Auch wenn der Marktkonsens für das neue Jahr zu einer „weichen Landung“ der Wirtschaft tendiert, ist Kapitalmarktstratege Tilmann Galler von J.P. Morgan Asset Management für 2024 etwas weniger optimistisch. „Wir sind der Meinung, dass es für die Zentralbanken zu früh ist, einen nachhaltigen Sieg über die Inflation zu verkünden. Trotz Zinssenkungen wird es im Jahr 2024 wahrscheinlich nicht gelingen, eine wirtschaftliche Schwächephase zu verhindern“, so sein Ausblick für das kommende Jahr. Er hat insgesamt 10 Thesen zur wirtschaftlichen Entwicklung 2024 vorgestellt – ein Jahr, in dem in mehr als 40 Ländern Wahlen anstehen.
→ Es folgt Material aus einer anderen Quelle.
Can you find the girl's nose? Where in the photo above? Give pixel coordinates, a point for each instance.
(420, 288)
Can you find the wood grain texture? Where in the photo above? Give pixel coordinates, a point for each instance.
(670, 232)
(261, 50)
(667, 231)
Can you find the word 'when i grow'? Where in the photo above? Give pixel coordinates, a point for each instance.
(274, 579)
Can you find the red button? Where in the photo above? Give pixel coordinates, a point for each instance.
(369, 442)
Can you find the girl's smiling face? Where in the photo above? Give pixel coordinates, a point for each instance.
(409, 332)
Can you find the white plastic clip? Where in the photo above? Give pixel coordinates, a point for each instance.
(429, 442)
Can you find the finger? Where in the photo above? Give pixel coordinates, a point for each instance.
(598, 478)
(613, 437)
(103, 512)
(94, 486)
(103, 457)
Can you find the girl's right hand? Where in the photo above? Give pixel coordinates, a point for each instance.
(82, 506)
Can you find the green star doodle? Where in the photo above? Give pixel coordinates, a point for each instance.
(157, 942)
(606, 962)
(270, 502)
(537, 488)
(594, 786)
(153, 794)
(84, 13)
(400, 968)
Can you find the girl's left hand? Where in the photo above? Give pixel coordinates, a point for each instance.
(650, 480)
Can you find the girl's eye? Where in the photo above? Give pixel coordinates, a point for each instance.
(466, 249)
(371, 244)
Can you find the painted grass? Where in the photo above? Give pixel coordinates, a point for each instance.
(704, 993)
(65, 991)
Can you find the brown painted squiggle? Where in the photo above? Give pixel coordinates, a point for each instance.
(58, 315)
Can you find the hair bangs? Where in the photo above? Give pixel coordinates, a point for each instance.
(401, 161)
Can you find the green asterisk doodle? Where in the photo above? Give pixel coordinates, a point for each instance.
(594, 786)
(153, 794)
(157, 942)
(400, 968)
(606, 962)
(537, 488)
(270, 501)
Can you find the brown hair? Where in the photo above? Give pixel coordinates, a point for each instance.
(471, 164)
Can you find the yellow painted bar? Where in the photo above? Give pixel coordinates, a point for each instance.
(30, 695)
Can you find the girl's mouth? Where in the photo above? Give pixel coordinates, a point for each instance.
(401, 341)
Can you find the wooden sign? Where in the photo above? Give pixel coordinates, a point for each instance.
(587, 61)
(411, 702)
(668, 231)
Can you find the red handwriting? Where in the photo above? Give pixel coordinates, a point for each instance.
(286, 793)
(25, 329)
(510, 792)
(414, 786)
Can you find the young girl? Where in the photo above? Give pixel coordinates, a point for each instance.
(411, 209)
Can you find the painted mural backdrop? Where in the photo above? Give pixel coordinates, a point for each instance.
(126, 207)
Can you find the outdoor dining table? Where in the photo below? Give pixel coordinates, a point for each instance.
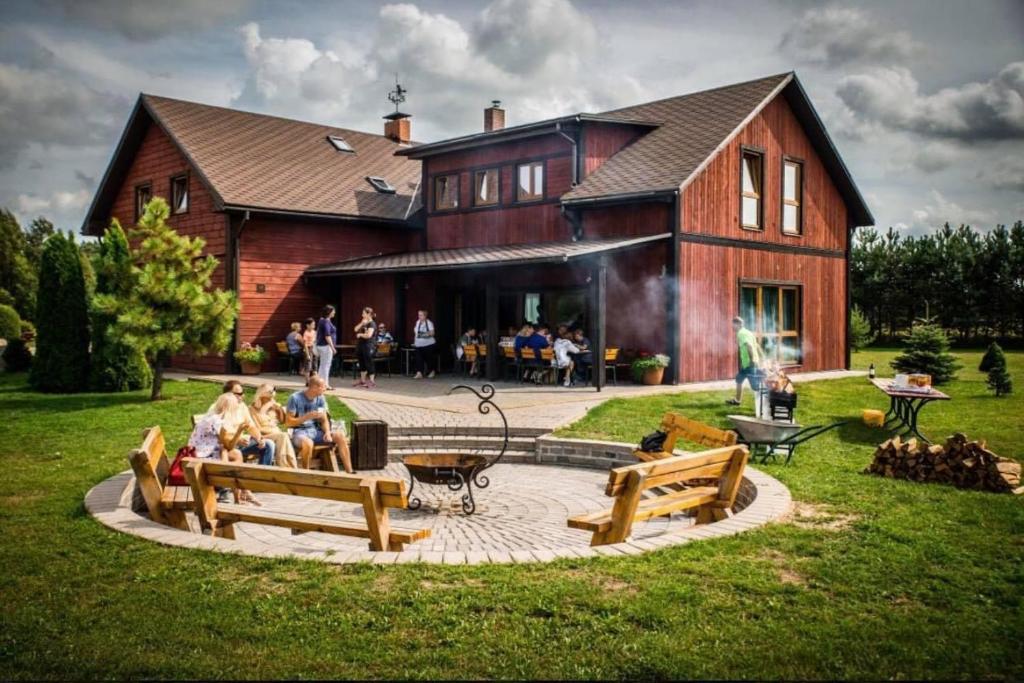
(904, 404)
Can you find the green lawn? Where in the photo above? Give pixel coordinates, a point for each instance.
(875, 579)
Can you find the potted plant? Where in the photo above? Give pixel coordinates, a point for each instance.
(650, 369)
(250, 357)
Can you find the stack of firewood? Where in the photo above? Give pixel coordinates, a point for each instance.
(964, 464)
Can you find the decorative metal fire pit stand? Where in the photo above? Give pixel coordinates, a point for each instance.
(453, 469)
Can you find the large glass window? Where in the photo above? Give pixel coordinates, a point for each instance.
(753, 179)
(530, 181)
(485, 187)
(793, 188)
(445, 193)
(772, 312)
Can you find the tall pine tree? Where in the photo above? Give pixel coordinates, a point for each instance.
(61, 361)
(170, 306)
(115, 366)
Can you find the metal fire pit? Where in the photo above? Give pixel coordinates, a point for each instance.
(456, 470)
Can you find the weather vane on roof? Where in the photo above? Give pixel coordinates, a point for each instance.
(397, 96)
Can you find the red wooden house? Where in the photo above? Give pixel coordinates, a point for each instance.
(650, 225)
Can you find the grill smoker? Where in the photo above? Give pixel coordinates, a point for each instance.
(456, 470)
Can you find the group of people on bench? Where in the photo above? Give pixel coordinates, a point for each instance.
(231, 430)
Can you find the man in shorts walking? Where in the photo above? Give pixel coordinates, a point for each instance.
(750, 359)
(306, 412)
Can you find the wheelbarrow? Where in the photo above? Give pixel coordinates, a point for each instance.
(768, 438)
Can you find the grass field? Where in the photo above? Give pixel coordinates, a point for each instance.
(872, 579)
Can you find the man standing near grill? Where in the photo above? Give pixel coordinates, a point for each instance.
(750, 359)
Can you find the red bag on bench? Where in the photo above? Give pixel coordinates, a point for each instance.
(176, 475)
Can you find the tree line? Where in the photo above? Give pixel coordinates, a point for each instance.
(968, 282)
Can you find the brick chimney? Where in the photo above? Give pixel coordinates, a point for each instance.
(494, 117)
(397, 127)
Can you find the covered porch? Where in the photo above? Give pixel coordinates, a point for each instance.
(616, 291)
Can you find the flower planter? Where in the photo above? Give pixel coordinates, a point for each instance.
(250, 368)
(652, 376)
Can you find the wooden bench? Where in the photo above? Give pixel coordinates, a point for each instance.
(166, 505)
(678, 427)
(628, 484)
(375, 494)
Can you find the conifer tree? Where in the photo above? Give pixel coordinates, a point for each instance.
(115, 366)
(61, 361)
(170, 306)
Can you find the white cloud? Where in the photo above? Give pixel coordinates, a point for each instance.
(990, 111)
(840, 36)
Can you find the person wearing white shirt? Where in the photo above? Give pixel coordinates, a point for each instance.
(564, 346)
(423, 342)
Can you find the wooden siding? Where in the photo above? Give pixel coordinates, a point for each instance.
(601, 140)
(711, 202)
(629, 220)
(275, 253)
(710, 278)
(157, 161)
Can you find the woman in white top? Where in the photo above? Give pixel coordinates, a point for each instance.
(210, 438)
(423, 342)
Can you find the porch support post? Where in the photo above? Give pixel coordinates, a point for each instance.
(491, 322)
(599, 289)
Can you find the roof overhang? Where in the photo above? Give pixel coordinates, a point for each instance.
(515, 133)
(480, 257)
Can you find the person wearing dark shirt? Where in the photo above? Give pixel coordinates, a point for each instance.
(327, 343)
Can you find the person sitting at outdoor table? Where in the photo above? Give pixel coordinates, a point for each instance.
(267, 414)
(294, 343)
(239, 416)
(584, 358)
(211, 438)
(469, 338)
(366, 347)
(306, 412)
(750, 359)
(424, 343)
(308, 342)
(563, 347)
(383, 336)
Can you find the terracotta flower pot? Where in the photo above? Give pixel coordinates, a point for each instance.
(250, 368)
(652, 376)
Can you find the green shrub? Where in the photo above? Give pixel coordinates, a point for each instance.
(61, 361)
(17, 357)
(860, 330)
(116, 366)
(10, 323)
(928, 352)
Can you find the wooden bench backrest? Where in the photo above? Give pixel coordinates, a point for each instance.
(680, 427)
(714, 464)
(148, 462)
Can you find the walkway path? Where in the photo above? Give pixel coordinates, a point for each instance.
(402, 401)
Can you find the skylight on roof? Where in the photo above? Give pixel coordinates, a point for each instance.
(340, 144)
(380, 184)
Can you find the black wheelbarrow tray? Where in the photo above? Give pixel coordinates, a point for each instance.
(767, 438)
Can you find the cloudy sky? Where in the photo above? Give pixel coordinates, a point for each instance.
(924, 99)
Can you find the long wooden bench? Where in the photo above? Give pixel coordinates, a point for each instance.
(680, 427)
(723, 467)
(166, 505)
(375, 494)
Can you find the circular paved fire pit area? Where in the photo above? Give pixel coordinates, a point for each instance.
(521, 517)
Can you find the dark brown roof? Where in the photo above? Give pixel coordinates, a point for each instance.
(692, 129)
(444, 259)
(259, 162)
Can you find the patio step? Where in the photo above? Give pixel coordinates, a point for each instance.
(466, 431)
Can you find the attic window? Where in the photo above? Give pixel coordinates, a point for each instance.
(380, 184)
(340, 144)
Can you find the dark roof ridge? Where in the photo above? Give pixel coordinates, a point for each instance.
(150, 95)
(698, 92)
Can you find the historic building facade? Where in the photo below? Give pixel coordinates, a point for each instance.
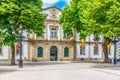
(55, 45)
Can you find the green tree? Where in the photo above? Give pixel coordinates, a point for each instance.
(103, 19)
(99, 17)
(13, 13)
(70, 19)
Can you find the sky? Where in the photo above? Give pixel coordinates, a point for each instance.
(58, 3)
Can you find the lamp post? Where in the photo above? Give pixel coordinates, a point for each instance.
(115, 40)
(20, 60)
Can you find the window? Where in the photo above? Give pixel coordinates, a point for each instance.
(1, 50)
(66, 52)
(53, 33)
(82, 50)
(95, 51)
(53, 16)
(53, 9)
(40, 52)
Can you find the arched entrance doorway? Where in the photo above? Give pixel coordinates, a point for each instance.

Dazu gehören vier der fünf bevölkerungsreichsten Länder der Welt, etwa die USA, Indonesien und Indien, zudem stehen Europawahlen an und auch die Briten gehen an die Wahlurne. Insgesamt werden die Wahlen mehr als 40 Prozent der Weltbevölkerung und des globalen Bruttoinlandsprodukts abdecken.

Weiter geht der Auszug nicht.